[WORKSHOP]
With the sci-fi classic turning one, screenwriter and director Juel Taylor speaks on the role music curation played in the film
The music was one of the most fun parts [of making They Cloned Tyrone]. It has a narrative function. There's a curated quality to the diegetic songs that influence people, an uncanny valley element. The mind control songs are obvious examples. When you hear the song “I’m So Tired,” you know someone wrote this song with a very distinct purpose. On the underground, men are fighting to a song called “Kill a Motherfucker” and you realize this song that influences violence was having real-world applications at the beginning of the movie, too. Then they change it like, let's pacify these men, and they stop fighting and start hugging each other. This is a much more over-the-top example of curation and influence, like you see with the fried chicken place, grape drink, the beauty salon, the church. The satire is more apparent in the music.
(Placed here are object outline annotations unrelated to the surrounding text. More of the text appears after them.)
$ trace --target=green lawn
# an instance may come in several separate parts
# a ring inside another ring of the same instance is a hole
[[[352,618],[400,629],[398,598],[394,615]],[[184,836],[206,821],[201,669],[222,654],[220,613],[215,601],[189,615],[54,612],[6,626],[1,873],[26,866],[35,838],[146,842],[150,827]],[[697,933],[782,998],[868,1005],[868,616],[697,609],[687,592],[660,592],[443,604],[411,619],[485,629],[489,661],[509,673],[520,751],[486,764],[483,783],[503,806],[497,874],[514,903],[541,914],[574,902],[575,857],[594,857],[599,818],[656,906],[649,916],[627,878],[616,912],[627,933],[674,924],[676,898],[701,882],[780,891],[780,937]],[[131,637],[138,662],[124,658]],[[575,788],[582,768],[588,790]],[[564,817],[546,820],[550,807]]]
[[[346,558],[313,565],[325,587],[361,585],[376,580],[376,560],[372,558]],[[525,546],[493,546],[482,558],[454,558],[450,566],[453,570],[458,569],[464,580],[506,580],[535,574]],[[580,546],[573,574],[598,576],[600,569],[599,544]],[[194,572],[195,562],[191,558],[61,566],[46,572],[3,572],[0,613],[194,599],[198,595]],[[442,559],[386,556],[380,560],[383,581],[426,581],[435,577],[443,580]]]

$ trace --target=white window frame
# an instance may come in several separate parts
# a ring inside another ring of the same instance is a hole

If I were making a drug dealer in a lab, what kind of music do you think he would listen to? Fontaine don't listen to trap, just funk and ’80s R&B: Al B. Sure!, Blackbyrds, Alicia Myers. It mellows him out. It's evidence of personality drift.
That's detail stuff, but it's a storytelling element. Using the music to give you a clue: That's what Fontaine’s job is but not necessarily who he is. The music definitely helped establish the tone.